You should also interview them on technical parameters:
- Development skills. Knowledge of JDBC, RESTful, and design patterns;
- Tools. Java experts should be experts in Seam, HIbernare, Android Studio, GradleMaps Store as well as Spring, ORMLIte, Corona SDK, and Caching Touch.
The strengths of Java developers should include wireframing, user interface design, conceptual design, AR, and APIs. Recheck the skill set required and then make your final decision. Not every developer will have all the skills mentioned above and then mix and match to create a brilliant team.
Questions to ask all Java developers in an interview:
- What is the importance of main() in Java?
- Difference between path and class.
- What is the last Java keyword?
- What is Enum and Composition in Java?
- Do you know about the Java Reflection API?
- Explain user and daemon flow
- CountDownLatchC function
- Compare and Swap Algorithms
- OutOfMemory error
- Explain JDBC
- What is biphasic fixation?
Lots of Satisfied Customers
Testimonials are social proof of satisfied customers as they provide enough confidence in developers and their reliability. Your projects will be successful if the team is passionate enough to work.
One thing you have to take care of is whether the testimonials are genuine or not. You can also rely on Google and AngelList reviews.
What if you need not only Java development services, but also design, development, testing, and more? In this case, partner with an outsourcing company that can offer you comprehensive services and still take good care of your project.
In addition, it will help you avoid unnecessary hassle. In addition, the programmers you hire must understand the value of your business secrets, source codes, data, and various information that you provide to them during an NDA.

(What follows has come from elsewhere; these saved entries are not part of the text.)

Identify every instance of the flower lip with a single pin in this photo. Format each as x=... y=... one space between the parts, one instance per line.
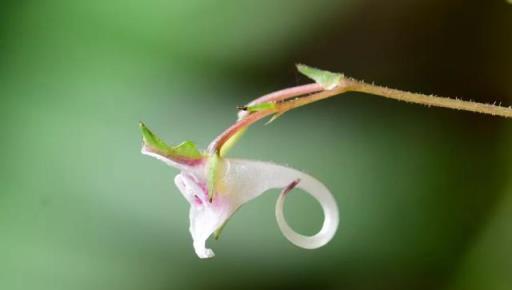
x=238 y=182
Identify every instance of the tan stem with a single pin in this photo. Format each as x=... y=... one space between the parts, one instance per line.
x=295 y=97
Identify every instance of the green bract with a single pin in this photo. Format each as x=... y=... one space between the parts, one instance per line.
x=328 y=80
x=186 y=149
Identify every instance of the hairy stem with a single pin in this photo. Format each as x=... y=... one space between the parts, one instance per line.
x=430 y=100
x=291 y=98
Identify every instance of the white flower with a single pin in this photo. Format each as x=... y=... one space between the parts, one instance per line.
x=239 y=181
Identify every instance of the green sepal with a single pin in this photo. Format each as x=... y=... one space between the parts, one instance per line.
x=328 y=80
x=185 y=150
x=231 y=142
x=213 y=162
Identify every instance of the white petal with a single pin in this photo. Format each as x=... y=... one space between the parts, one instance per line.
x=251 y=178
x=241 y=181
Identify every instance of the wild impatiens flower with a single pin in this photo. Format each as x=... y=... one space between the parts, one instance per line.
x=216 y=186
x=237 y=182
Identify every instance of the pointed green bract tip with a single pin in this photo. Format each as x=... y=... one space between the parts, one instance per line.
x=186 y=149
x=328 y=80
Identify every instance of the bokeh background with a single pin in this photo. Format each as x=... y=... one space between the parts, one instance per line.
x=425 y=193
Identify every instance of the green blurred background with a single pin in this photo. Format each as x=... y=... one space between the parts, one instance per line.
x=425 y=194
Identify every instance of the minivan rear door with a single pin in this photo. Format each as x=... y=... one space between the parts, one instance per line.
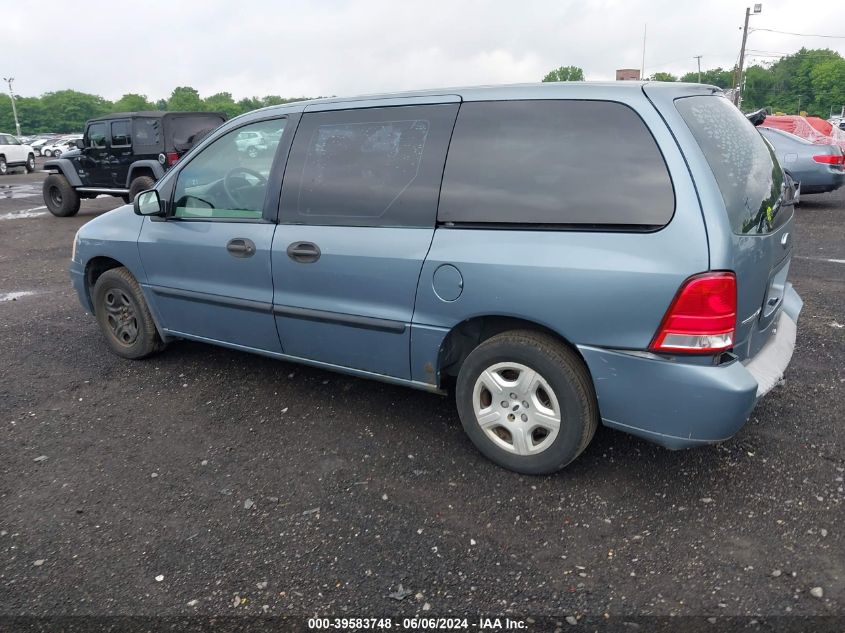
x=753 y=235
x=357 y=215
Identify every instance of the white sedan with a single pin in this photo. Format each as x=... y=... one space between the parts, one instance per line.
x=59 y=147
x=13 y=153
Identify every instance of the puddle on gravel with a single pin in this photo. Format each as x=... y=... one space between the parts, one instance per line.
x=25 y=213
x=14 y=296
x=19 y=191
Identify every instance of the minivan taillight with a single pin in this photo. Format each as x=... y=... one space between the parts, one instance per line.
x=830 y=159
x=702 y=317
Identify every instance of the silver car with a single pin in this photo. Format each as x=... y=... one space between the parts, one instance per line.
x=819 y=168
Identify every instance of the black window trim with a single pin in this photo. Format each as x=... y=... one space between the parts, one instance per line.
x=106 y=136
x=111 y=132
x=142 y=119
x=273 y=190
x=561 y=227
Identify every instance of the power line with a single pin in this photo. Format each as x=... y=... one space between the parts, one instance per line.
x=833 y=37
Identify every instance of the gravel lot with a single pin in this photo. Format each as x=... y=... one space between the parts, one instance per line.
x=214 y=482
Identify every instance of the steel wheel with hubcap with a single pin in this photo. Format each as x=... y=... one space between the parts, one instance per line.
x=527 y=402
x=517 y=408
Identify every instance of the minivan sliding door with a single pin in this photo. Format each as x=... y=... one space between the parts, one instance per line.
x=357 y=215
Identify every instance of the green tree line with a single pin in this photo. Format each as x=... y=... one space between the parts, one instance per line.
x=811 y=80
x=68 y=110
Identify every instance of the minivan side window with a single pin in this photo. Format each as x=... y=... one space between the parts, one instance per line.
x=562 y=162
x=745 y=168
x=225 y=180
x=367 y=167
x=97 y=134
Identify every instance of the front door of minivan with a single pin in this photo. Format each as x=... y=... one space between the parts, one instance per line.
x=357 y=215
x=208 y=262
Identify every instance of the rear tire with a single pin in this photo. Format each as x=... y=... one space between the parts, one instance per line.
x=123 y=315
x=139 y=184
x=518 y=368
x=61 y=199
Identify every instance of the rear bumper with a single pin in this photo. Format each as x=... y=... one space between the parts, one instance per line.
x=680 y=405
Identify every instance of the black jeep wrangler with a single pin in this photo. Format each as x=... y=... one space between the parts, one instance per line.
x=121 y=155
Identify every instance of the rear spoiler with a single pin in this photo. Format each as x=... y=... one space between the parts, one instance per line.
x=757 y=117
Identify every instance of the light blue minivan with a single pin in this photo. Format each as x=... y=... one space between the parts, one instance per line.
x=557 y=255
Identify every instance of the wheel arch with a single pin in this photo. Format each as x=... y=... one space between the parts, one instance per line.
x=470 y=333
x=149 y=168
x=95 y=267
x=99 y=264
x=63 y=167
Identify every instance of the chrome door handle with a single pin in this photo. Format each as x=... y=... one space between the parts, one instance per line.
x=241 y=247
x=304 y=252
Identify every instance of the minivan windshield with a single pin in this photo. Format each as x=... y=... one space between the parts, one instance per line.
x=745 y=168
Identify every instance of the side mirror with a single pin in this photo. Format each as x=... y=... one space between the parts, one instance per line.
x=147 y=203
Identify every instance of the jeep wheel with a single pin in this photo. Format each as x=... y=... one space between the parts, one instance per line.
x=61 y=199
x=139 y=184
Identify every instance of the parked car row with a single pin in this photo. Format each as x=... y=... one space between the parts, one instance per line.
x=810 y=154
x=124 y=153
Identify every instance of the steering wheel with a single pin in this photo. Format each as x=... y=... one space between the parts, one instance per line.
x=233 y=190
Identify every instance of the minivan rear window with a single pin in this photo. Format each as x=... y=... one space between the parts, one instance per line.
x=563 y=162
x=743 y=165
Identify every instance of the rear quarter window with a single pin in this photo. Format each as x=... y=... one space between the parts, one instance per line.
x=565 y=163
x=745 y=168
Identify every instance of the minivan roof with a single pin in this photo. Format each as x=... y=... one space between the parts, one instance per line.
x=510 y=91
x=157 y=114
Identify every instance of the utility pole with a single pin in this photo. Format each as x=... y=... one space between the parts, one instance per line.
x=9 y=81
x=739 y=83
x=642 y=66
x=738 y=93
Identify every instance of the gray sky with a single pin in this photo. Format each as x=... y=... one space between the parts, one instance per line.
x=322 y=47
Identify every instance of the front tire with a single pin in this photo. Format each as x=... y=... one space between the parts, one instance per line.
x=527 y=402
x=139 y=184
x=123 y=315
x=61 y=199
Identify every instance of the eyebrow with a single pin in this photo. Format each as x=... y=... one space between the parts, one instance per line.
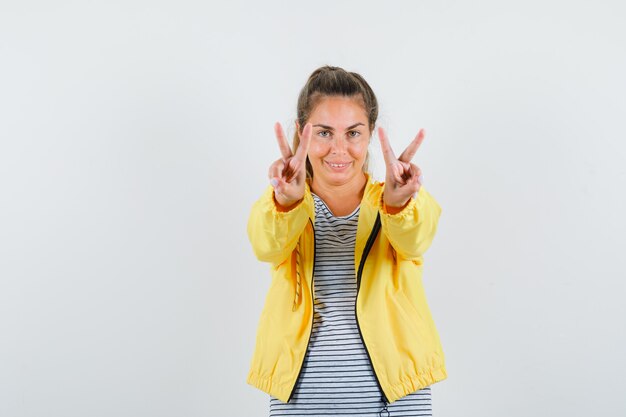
x=330 y=128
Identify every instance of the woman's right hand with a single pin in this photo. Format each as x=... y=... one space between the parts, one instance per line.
x=288 y=174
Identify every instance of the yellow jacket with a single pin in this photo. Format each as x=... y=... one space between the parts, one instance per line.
x=392 y=313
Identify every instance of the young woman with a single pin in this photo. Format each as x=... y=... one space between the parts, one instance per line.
x=346 y=328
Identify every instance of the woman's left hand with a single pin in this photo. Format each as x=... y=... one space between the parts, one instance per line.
x=403 y=179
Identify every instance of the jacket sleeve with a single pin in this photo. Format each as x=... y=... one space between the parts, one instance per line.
x=272 y=233
x=412 y=230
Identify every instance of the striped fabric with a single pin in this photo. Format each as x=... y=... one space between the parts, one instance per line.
x=337 y=377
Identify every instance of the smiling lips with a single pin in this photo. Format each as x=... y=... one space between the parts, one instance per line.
x=338 y=165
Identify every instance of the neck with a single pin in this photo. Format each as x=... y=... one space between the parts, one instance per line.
x=341 y=199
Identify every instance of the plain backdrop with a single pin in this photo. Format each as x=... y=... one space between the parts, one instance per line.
x=135 y=136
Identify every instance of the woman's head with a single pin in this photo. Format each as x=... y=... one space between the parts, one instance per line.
x=337 y=100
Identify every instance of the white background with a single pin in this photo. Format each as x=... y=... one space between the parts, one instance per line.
x=135 y=135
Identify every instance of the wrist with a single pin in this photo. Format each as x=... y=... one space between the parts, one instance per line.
x=395 y=208
x=284 y=205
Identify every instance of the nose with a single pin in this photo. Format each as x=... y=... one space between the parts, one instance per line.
x=339 y=145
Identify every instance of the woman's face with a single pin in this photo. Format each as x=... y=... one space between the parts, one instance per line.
x=339 y=140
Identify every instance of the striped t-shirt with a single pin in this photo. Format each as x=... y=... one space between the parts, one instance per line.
x=337 y=376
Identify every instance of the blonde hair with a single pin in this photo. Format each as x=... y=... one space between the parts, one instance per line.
x=334 y=81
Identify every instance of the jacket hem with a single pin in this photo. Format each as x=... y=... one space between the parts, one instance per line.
x=270 y=386
x=414 y=383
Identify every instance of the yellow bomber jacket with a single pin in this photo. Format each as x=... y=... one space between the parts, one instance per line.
x=392 y=313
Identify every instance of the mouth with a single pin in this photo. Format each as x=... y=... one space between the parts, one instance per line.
x=338 y=166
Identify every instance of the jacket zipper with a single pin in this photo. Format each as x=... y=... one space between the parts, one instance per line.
x=366 y=251
x=312 y=316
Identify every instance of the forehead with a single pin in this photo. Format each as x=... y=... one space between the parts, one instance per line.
x=339 y=110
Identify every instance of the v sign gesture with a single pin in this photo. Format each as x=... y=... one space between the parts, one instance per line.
x=288 y=174
x=403 y=179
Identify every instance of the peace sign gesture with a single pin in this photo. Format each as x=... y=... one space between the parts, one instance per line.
x=403 y=179
x=288 y=174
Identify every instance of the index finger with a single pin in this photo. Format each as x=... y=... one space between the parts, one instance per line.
x=388 y=154
x=410 y=150
x=305 y=141
x=285 y=150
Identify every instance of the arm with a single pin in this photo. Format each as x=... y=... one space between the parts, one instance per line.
x=274 y=233
x=412 y=230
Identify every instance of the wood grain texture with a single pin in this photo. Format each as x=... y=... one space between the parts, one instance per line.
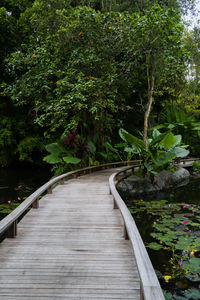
x=150 y=287
x=71 y=247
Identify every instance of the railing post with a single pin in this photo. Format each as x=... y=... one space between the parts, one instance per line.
x=36 y=204
x=141 y=291
x=49 y=191
x=125 y=233
x=114 y=204
x=12 y=230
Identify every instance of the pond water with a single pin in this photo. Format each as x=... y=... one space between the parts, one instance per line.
x=17 y=183
x=171 y=231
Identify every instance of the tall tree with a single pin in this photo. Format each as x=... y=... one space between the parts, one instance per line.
x=157 y=51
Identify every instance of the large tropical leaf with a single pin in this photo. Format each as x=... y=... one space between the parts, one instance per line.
x=108 y=147
x=55 y=148
x=163 y=158
x=159 y=138
x=155 y=133
x=52 y=159
x=178 y=139
x=133 y=140
x=168 y=141
x=180 y=152
x=71 y=160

Developers are creative people. Many of them work not for the sake of money (although the level of payment is also important), but for self-realization. To attract the best developers, you need to explain why your project will be interesting for a programmer, what unique experience he will get, or what important problem he will solve.

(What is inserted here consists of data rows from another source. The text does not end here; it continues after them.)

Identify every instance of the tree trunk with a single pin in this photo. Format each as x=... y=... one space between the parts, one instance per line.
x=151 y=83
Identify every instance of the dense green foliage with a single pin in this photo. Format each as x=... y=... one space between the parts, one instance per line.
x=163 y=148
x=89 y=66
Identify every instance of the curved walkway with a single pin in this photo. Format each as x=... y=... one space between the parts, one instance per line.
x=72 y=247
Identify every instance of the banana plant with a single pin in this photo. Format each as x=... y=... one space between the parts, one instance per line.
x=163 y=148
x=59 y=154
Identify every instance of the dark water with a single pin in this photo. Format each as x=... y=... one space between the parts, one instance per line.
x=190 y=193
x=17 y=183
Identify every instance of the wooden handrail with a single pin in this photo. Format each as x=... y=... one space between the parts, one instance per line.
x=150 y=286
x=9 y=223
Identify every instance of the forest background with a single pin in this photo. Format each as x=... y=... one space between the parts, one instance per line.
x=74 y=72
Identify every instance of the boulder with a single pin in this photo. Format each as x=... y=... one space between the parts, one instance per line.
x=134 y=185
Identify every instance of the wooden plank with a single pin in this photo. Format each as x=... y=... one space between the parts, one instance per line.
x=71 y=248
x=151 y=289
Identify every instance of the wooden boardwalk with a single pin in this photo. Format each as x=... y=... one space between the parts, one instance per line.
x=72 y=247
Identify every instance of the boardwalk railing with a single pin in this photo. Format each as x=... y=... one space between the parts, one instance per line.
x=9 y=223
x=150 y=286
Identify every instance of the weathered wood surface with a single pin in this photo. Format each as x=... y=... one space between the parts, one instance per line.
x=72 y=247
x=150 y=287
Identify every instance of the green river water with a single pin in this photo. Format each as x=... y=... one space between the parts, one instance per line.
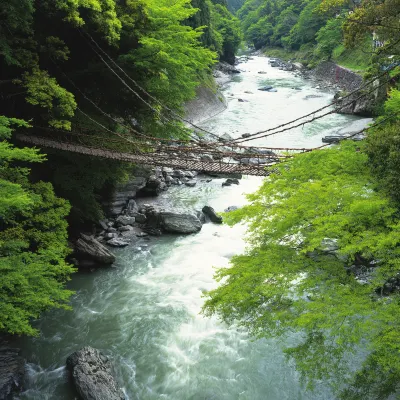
x=144 y=311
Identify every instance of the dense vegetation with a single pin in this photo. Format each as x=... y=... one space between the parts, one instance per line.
x=52 y=75
x=323 y=259
x=33 y=238
x=315 y=30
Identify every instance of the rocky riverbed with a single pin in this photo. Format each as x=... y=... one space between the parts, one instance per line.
x=143 y=313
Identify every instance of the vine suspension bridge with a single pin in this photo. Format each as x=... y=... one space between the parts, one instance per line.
x=195 y=156
x=225 y=157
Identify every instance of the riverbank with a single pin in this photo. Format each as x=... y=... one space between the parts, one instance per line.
x=144 y=312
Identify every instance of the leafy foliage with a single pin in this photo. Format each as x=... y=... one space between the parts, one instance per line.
x=323 y=243
x=33 y=239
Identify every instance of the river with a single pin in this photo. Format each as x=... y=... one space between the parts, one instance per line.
x=144 y=311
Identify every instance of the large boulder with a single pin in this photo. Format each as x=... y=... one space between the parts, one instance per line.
x=210 y=212
x=89 y=249
x=177 y=222
x=124 y=193
x=12 y=370
x=91 y=373
x=154 y=186
x=123 y=220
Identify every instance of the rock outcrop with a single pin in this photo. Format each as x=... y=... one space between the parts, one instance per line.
x=91 y=373
x=180 y=222
x=212 y=215
x=89 y=249
x=12 y=370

The services of good developers are not cheap, but it is not worth saving on programmers. In practice, experienced programmers work faster, and sometimes cost less, if you sum up all the costs of the project, its refinement, bug fixes, and testing. If you have trouble finding Java for a developer or an entire team of developers, we recommend that you contact Alcor. The company has many years of experience and deep knowledge in the selection of valuable employees for IT companies from Eastern Europe, including developers and managers.